Island of Bones(105)
“Show me this cemetery,” Horton said.
When they got back outside, the fog was dissipating. A bird had started up its morning song somewhere. The empty windows of the seven cabins looked out toward the big house. In the gathering light, the compound had the benign look of a children’s camp, except for the three Fort Myers officers who were standing in a knot. Their guns were drawn and their eyes were traveling over the cabins and the trees.
Louis led them down the path to the cemetery. At the fork, he stopped.
“There’s a cabin down there. That’s where I found Angela,” he said, pointing.
“A cabin? What, like the other ones?” Horton asked.
“No, it’s small, one room.” Louis paused. “I think it might be where they went to have their babies.”
Horton directed one of his men to check it out and they continued on. At the edge of the cemetery, Louis stopped. Everything had changed. The light streamed down through the twisting branches of the giant oak trees, and the morning breeze stirred the hanging Spanish moss like gray veils. A soft blanket of newly fallen leaves covered the ground.
Louis could see the five graves clearly now. And the small, freshly dug open grave with its mound of dirt.
The cemetery was silent, empty.
“So where are they?” Horton asked.
“I don’t know,” Louis said.
The other two officers were staring at the open grave and the table. Louis was scanning the encircling brush. Horton was looking down at the coral markers.
“How in the hell are we going to get forensics in here with all these trees?” he asked, shaking his head. “Shit, look at this. It’s going to be a bitch digging these up.”
The rustle of leaves on the far side of the cemetery made Louis look up. A woman came out of the brush and stopped.
She was in her fifties, her long blond hair streaked with gray. Her blue cotton dress hung on her thin body. Her pale gray eyes stared at them with a strange flatness. The same flatness that Louis had seen in the old newspaper photo.
“Emma?” he said. “Emma Fielding?”
“Emma del Bosque,” she said. She took a few steps into the cemetery, looked down at the markers, then up at Horton.
“Please don’t do this,” she said. “Just leave them alone, please.”
Horton and the other men were staring at Emma. The two younger officers looked as if they were seeing a ghost.
“Look, ma’am,” Horton began. Louis held up a hand. Emma’s eyes were on him.
“Please leave our daughters be.”
“Is your daughter buried here, ma’am?” Horton asked.
Emma looked down at the nearest marker. “Yes.”
“How did your daughter die, ma’am?” Horton asked.
“She was taken,” she said, not looking up.

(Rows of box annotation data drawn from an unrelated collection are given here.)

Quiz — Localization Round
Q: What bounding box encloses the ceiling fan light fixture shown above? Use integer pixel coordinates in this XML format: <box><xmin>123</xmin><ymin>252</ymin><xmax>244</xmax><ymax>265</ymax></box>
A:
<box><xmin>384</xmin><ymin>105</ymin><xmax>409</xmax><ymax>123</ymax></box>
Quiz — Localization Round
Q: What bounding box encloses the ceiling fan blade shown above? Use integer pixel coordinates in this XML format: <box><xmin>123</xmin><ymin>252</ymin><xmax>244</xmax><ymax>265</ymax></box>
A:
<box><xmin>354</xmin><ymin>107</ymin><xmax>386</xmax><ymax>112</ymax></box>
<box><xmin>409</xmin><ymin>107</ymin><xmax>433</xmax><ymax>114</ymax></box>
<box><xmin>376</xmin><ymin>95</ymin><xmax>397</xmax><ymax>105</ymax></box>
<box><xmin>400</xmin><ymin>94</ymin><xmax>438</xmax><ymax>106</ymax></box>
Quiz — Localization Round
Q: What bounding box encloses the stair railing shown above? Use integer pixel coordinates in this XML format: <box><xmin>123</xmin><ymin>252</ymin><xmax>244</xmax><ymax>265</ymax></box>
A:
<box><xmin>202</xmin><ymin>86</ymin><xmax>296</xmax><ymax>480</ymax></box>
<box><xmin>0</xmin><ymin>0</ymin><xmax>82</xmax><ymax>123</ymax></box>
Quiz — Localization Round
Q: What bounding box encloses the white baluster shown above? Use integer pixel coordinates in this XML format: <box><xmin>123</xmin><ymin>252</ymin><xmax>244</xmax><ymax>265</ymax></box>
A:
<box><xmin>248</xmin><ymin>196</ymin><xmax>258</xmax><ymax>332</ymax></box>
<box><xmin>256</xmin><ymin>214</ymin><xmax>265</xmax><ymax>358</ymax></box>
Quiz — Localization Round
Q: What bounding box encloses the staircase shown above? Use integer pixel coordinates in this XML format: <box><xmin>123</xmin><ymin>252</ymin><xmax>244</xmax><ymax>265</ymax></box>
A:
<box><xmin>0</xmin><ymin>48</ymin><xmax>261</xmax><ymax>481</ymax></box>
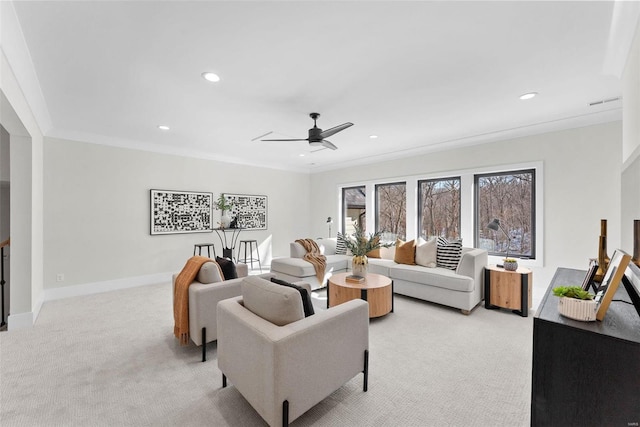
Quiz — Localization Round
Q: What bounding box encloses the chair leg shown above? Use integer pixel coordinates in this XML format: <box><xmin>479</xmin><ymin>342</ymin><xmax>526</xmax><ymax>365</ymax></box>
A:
<box><xmin>202</xmin><ymin>328</ymin><xmax>207</xmax><ymax>362</ymax></box>
<box><xmin>282</xmin><ymin>400</ymin><xmax>289</xmax><ymax>427</ymax></box>
<box><xmin>362</xmin><ymin>350</ymin><xmax>369</xmax><ymax>392</ymax></box>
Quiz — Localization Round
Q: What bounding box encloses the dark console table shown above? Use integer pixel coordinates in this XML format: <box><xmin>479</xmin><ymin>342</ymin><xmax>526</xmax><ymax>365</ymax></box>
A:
<box><xmin>531</xmin><ymin>268</ymin><xmax>640</xmax><ymax>427</ymax></box>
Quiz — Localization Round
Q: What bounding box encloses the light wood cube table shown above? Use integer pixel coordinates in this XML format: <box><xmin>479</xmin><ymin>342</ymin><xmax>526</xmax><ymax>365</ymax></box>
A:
<box><xmin>484</xmin><ymin>265</ymin><xmax>533</xmax><ymax>317</ymax></box>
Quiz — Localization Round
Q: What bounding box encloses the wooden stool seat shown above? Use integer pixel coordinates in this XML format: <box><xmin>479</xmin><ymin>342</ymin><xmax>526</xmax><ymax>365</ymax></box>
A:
<box><xmin>193</xmin><ymin>243</ymin><xmax>216</xmax><ymax>258</ymax></box>
<box><xmin>236</xmin><ymin>240</ymin><xmax>262</xmax><ymax>273</ymax></box>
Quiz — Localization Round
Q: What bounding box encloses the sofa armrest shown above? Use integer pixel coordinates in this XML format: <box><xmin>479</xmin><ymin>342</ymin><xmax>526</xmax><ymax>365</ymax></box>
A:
<box><xmin>292</xmin><ymin>280</ymin><xmax>311</xmax><ymax>295</ymax></box>
<box><xmin>456</xmin><ymin>248</ymin><xmax>489</xmax><ymax>295</ymax></box>
<box><xmin>218</xmin><ymin>297</ymin><xmax>369</xmax><ymax>425</ymax></box>
<box><xmin>236</xmin><ymin>262</ymin><xmax>249</xmax><ymax>277</ymax></box>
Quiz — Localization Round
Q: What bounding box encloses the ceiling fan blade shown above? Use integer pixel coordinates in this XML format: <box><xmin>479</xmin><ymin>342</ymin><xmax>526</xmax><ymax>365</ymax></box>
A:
<box><xmin>322</xmin><ymin>139</ymin><xmax>338</xmax><ymax>150</ymax></box>
<box><xmin>260</xmin><ymin>139</ymin><xmax>308</xmax><ymax>141</ymax></box>
<box><xmin>320</xmin><ymin>122</ymin><xmax>353</xmax><ymax>139</ymax></box>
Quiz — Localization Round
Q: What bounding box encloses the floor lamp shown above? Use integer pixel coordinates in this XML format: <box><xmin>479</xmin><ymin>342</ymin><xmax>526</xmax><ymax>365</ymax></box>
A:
<box><xmin>487</xmin><ymin>218</ymin><xmax>511</xmax><ymax>267</ymax></box>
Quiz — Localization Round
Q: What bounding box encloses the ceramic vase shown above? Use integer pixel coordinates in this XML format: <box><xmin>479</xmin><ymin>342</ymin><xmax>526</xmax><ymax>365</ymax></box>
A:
<box><xmin>504</xmin><ymin>261</ymin><xmax>518</xmax><ymax>271</ymax></box>
<box><xmin>351</xmin><ymin>255</ymin><xmax>369</xmax><ymax>277</ymax></box>
<box><xmin>220</xmin><ymin>211</ymin><xmax>231</xmax><ymax>228</ymax></box>
<box><xmin>632</xmin><ymin>219</ymin><xmax>640</xmax><ymax>267</ymax></box>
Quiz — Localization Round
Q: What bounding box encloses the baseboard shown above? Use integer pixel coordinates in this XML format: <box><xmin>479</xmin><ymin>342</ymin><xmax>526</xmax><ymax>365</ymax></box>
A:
<box><xmin>44</xmin><ymin>272</ymin><xmax>173</xmax><ymax>301</ymax></box>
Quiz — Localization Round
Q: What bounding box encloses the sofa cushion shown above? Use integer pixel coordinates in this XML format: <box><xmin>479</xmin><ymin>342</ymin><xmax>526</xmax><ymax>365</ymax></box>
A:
<box><xmin>241</xmin><ymin>276</ymin><xmax>304</xmax><ymax>326</ymax></box>
<box><xmin>437</xmin><ymin>237</ymin><xmax>462</xmax><ymax>270</ymax></box>
<box><xmin>416</xmin><ymin>237</ymin><xmax>438</xmax><ymax>268</ymax></box>
<box><xmin>367</xmin><ymin>248</ymin><xmax>381</xmax><ymax>258</ymax></box>
<box><xmin>389</xmin><ymin>264</ymin><xmax>474</xmax><ymax>292</ymax></box>
<box><xmin>316</xmin><ymin>237</ymin><xmax>338</xmax><ymax>256</ymax></box>
<box><xmin>393</xmin><ymin>239</ymin><xmax>416</xmax><ymax>265</ymax></box>
<box><xmin>289</xmin><ymin>242</ymin><xmax>307</xmax><ymax>258</ymax></box>
<box><xmin>196</xmin><ymin>261</ymin><xmax>224</xmax><ymax>285</ymax></box>
<box><xmin>216</xmin><ymin>257</ymin><xmax>238</xmax><ymax>280</ymax></box>
<box><xmin>271</xmin><ymin>277</ymin><xmax>314</xmax><ymax>317</ymax></box>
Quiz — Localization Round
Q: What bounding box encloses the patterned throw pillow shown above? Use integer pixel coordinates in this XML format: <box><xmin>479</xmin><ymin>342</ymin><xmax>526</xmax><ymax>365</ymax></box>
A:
<box><xmin>437</xmin><ymin>237</ymin><xmax>462</xmax><ymax>270</ymax></box>
<box><xmin>336</xmin><ymin>233</ymin><xmax>347</xmax><ymax>255</ymax></box>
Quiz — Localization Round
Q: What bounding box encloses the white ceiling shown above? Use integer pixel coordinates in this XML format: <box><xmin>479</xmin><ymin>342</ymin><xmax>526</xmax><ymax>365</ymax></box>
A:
<box><xmin>15</xmin><ymin>1</ymin><xmax>633</xmax><ymax>171</ymax></box>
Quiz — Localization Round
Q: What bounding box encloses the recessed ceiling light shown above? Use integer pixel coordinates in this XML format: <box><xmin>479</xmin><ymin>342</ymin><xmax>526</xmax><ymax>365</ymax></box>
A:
<box><xmin>202</xmin><ymin>71</ymin><xmax>220</xmax><ymax>83</ymax></box>
<box><xmin>520</xmin><ymin>92</ymin><xmax>538</xmax><ymax>100</ymax></box>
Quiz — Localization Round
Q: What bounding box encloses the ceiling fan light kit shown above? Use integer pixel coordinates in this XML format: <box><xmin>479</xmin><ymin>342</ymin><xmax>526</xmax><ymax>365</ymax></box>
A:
<box><xmin>260</xmin><ymin>113</ymin><xmax>353</xmax><ymax>150</ymax></box>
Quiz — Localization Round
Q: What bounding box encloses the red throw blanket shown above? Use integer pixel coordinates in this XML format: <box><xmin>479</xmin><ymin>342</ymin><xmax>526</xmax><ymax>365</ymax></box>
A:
<box><xmin>173</xmin><ymin>256</ymin><xmax>215</xmax><ymax>345</ymax></box>
<box><xmin>296</xmin><ymin>239</ymin><xmax>327</xmax><ymax>286</ymax></box>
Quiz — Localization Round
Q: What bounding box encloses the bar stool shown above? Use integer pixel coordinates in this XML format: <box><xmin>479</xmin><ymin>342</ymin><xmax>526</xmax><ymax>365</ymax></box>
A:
<box><xmin>237</xmin><ymin>240</ymin><xmax>262</xmax><ymax>273</ymax></box>
<box><xmin>193</xmin><ymin>243</ymin><xmax>216</xmax><ymax>258</ymax></box>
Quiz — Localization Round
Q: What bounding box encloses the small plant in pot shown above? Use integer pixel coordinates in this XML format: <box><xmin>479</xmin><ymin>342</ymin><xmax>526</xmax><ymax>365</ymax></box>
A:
<box><xmin>342</xmin><ymin>225</ymin><xmax>393</xmax><ymax>277</ymax></box>
<box><xmin>503</xmin><ymin>258</ymin><xmax>518</xmax><ymax>271</ymax></box>
<box><xmin>213</xmin><ymin>193</ymin><xmax>233</xmax><ymax>228</ymax></box>
<box><xmin>553</xmin><ymin>286</ymin><xmax>598</xmax><ymax>322</ymax></box>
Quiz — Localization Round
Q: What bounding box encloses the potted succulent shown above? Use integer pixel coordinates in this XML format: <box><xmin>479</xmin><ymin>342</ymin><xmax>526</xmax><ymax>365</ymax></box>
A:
<box><xmin>503</xmin><ymin>258</ymin><xmax>518</xmax><ymax>271</ymax></box>
<box><xmin>343</xmin><ymin>224</ymin><xmax>393</xmax><ymax>277</ymax></box>
<box><xmin>553</xmin><ymin>286</ymin><xmax>598</xmax><ymax>322</ymax></box>
<box><xmin>213</xmin><ymin>193</ymin><xmax>233</xmax><ymax>228</ymax></box>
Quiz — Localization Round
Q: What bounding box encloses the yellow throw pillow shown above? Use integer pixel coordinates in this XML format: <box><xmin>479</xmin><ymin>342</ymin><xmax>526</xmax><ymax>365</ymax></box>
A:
<box><xmin>393</xmin><ymin>239</ymin><xmax>416</xmax><ymax>265</ymax></box>
<box><xmin>367</xmin><ymin>248</ymin><xmax>380</xmax><ymax>258</ymax></box>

“By who?” Horton asked. Then he stopped, shaking his head. “Never mind, don’t answer that. Officer, read this woman her rights.”

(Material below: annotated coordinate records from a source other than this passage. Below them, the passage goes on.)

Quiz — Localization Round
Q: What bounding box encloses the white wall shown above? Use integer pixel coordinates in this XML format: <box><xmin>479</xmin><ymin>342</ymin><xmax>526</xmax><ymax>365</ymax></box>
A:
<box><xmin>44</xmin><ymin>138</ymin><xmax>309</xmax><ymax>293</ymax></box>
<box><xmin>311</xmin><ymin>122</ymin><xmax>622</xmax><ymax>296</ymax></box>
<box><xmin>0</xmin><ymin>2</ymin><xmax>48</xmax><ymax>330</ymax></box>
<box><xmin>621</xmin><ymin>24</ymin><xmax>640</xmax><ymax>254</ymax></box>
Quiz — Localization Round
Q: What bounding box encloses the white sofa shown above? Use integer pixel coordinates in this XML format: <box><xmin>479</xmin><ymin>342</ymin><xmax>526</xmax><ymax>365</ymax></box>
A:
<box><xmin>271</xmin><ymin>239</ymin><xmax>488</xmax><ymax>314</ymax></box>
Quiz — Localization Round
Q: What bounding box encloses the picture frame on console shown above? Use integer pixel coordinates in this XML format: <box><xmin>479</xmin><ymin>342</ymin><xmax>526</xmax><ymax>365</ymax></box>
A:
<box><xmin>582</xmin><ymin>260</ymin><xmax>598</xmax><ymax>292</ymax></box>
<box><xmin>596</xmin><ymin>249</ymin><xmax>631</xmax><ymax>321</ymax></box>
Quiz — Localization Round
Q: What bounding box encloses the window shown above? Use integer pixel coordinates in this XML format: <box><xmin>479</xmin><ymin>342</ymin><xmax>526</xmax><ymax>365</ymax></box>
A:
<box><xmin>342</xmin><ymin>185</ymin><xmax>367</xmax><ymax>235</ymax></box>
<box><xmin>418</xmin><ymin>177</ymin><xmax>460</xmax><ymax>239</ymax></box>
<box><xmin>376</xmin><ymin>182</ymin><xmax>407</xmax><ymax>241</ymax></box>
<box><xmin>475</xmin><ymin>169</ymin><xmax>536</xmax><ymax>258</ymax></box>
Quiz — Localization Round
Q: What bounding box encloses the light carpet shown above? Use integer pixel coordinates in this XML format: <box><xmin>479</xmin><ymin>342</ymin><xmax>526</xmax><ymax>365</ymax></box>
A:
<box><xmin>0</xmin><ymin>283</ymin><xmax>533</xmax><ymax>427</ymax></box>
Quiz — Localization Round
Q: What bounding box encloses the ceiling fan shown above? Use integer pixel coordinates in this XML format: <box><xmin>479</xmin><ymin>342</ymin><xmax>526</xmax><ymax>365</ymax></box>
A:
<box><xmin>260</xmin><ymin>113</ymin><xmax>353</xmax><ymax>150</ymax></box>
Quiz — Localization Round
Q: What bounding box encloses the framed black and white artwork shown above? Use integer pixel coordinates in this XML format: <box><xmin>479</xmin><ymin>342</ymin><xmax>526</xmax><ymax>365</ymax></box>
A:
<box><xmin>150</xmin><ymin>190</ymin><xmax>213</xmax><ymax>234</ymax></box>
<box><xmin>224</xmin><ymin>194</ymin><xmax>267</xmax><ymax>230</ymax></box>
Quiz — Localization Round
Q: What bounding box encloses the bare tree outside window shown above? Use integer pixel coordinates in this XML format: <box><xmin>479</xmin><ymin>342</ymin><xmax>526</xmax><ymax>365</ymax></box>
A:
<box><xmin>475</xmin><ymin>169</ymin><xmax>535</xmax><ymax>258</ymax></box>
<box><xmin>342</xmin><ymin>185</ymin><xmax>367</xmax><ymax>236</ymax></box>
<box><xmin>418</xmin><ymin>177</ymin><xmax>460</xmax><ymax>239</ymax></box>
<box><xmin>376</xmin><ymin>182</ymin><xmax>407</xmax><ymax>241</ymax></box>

As the officer started reading, Louis heard a sound in the brush. Two more women came out. They were in their forties, and wearing the same shapeless dresses as Emma. The taller of the two had her stringy blond hair twisted into a braid that hung over her shoulder. The other woman was heavier, with wild dark hair framing a full face.
Cindy Shattuck and Paula Berkowitz.
They waited until the officer was done with reading the Miranda rights before speaking.
“Why did you have to come here?” Paula asked.
“We were looking for you,” Louis said. “All of you.”
“Why?” she asked.
Louis stared at the three women. They were acting like Angela had, treating him and the police not as rescuers but as intruders. He looked down at their hands. All were wearing the coral rings.
“Okay, let’s get this over with,” Horton said. He motioned to the other officers. When the lead officer pulled out his handcuffs, Emma held her hands out in front of her, nodding to the others to do the same.
“This is our home,” Emma said to Louis.
“You have to go,” he said.
“Where are our husbands?” she asked.
“At the restaurant,” Horton said. “And that’s where we’re taking you.”
Emma looked back at Cindy and Paula then started slowly toward the path. The other women followed her.
When they were gone, Horton scanned the cemetery, shaking his head. He shot Louis a look of disgust, then turned on his heel and was gone back up the path.
Louis looked up at the sky. The sun was up over the trees now and the last of the fog had burned off. The Bible Ana del Bosque had given him was heavy in his arms and he hoisted it up, looking at its worn cover.
He opened the cover to the first page. On the frontispiece was an elaborate family tree, illustrated with biblical scenes. In flowing script, someone had written across the top La Familia del Bosque. The tree was filled in, but the ink was so faded and the handwriting so tiny Louis couldn’t make it out without his reading glasses.